I wrote a few weeks ago that the death penalty should be kept as an option, but used very rarely – when it seemed to be the only way to protect society from a vicious and dangerous criminal.
Osama bin Laden fitted that category.
The operation that lead to his death was carefully planned and carried out. Those involved in both planning and operations deserve congratulations.
Two quotes from George Bush seem appropriate:
“When I take action, I’m not going to fire a 2 million dollar missile at a 10 dollar empty tent and hit a camel in the butt. It’s going to be decisive.”
“Whether we bring our enemies to justice or bring justice to our enemies, justice will be done.”
In the end, it was on Barack Obama’s watch that the time came when it was possible to take that decisive action. Justice has been done.
But the search for Osama bin Laden was not the prosecution of a criminal offence. It was a response to an act of war, a war declared and ongoing.
No one can doubt bin Laden’s intention and plans for his minions to carry out further attacks on the West.
If you start a war, you should be prepared for the people you have attacked to respond. You can’t destroy buildings and murder thousands of people and then cry ‘no fair’ when the country you have attacked decides the world would be a safer place without you.
The US responded to these threats in what seem to me to be the most fair and responsible manner imaginable.
It removed the person making them.
Al Qaeda is a many headed monster, but some heads are more equal than others, and the head removed was the most equal of all.
The attack on bin Laden’s compound in Pakistan was a military victory. It deserves to be celebrated, for the courage of those who participated, and for the outcome.
A message has been sent: If you murder our citizens, if you attack our people, we will find you, and there will be nothing inspiring or noble about your end, which be like the end of a vicious, worm infested dog whose body is thrown by the side of the road to rot.
Also, Pakistan is not our friend.
There are three possibilities.
1. Pakistan’s security forces had no idea bin Laden was living in their neighbourhood. In that case they are mind bogglingly incompetent and should not be trusted with a plastic bow and arrow, let alone nuclear weapons.
2. Some members of Pakistan’s security forces knew bin Laden was living in Abbottabad, but they protected him rather than tell Pakistan’s political leaders.
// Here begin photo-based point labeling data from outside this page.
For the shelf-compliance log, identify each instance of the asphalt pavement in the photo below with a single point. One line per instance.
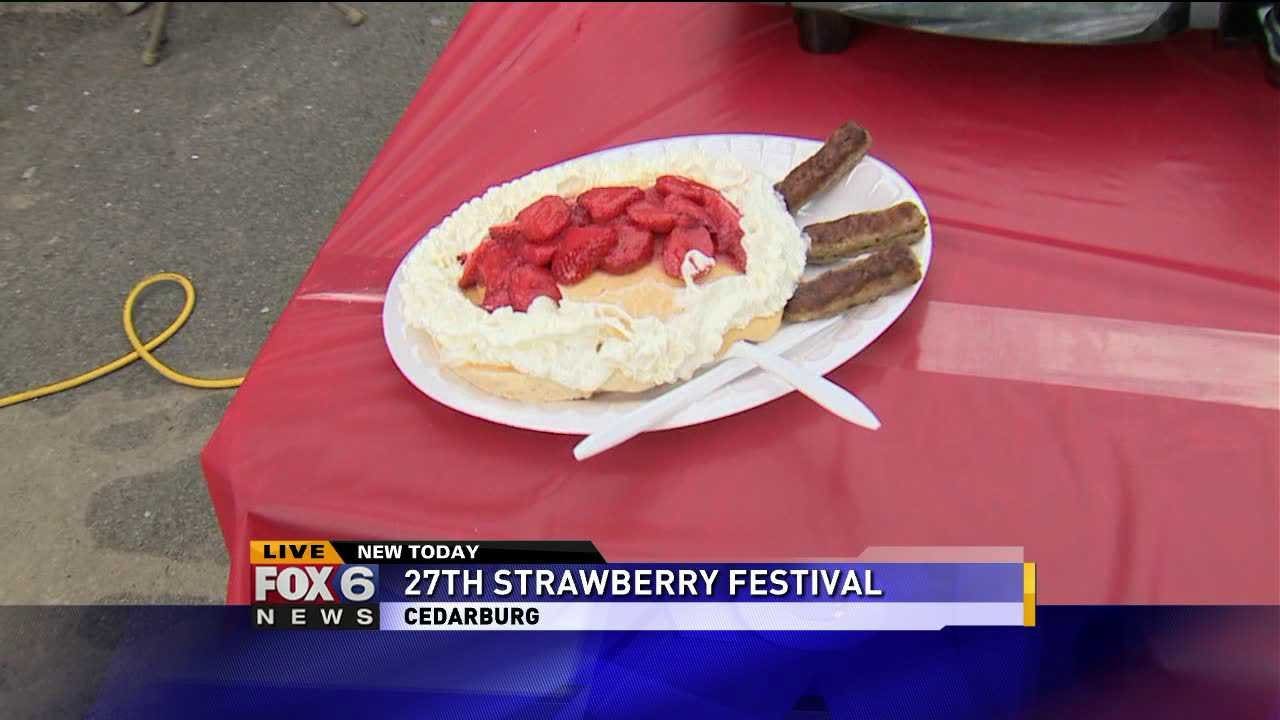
(228, 162)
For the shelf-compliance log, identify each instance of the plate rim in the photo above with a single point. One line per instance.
(824, 367)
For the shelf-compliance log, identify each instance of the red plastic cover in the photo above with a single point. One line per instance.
(1089, 372)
In that case, Pakistan is in deeper trouble than we thought. It is unstable and should not be trusted with a plastic bow and arrow, let alone nuclear weapons.
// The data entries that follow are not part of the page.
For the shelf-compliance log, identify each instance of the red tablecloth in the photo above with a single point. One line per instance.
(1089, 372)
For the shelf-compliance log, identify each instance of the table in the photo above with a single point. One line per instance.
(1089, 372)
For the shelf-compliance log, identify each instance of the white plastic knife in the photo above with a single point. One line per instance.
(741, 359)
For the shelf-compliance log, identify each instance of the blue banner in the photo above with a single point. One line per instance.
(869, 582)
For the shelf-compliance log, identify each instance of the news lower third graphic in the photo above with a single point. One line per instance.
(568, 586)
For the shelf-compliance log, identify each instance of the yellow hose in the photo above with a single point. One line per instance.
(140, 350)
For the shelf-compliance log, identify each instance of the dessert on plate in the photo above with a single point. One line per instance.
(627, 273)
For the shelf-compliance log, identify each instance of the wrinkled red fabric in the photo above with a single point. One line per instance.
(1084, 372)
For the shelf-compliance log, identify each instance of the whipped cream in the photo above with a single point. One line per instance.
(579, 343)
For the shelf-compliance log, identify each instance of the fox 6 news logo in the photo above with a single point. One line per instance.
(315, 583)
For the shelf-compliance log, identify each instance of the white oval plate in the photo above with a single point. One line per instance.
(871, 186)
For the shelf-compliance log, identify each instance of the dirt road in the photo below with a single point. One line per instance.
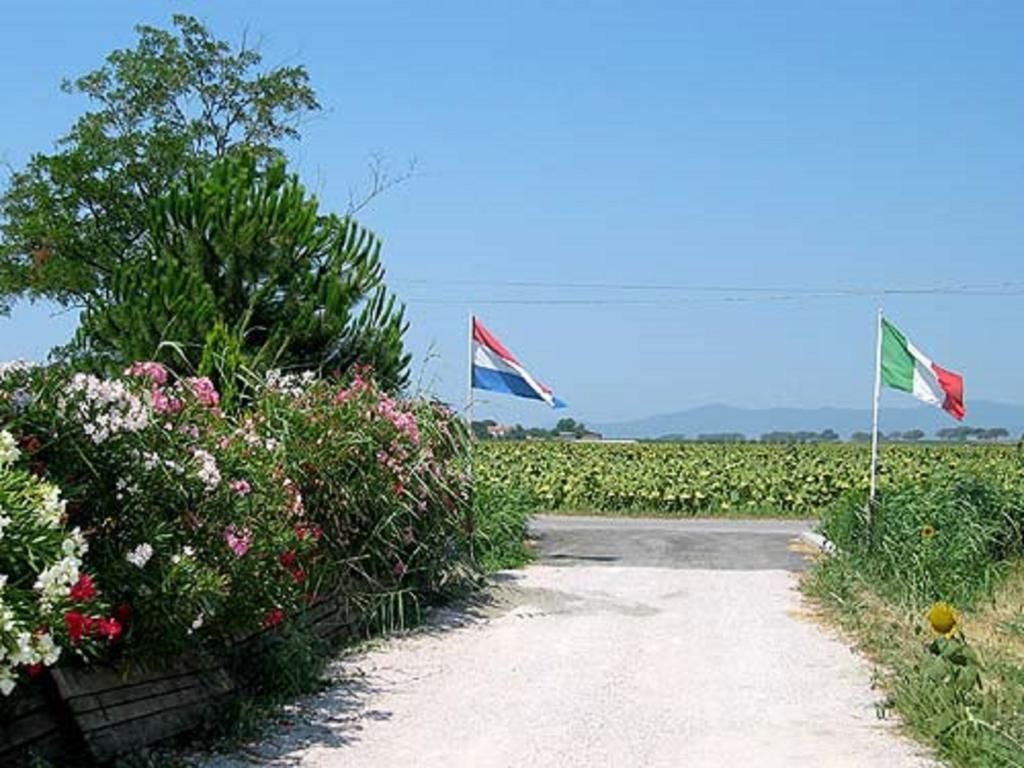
(631, 643)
3. Pakistan’s poltical leaders knew, but protected him rather than tell their allies. In that case, Pakistan is in deeper trouble than we thought. It may not be unstable, but it is definitely not our friend. It already has nuclear weapons, which it has developed rather than spend money on vital infrastructure.
Instead, the West has paid for much of its infrastructure with massive doses of aid.
Pakistan needs to demonstrate some trustworthiness, and a commitment to the welfare of its own people, including its non-muslim minorities.
Until it does, that aid should stop.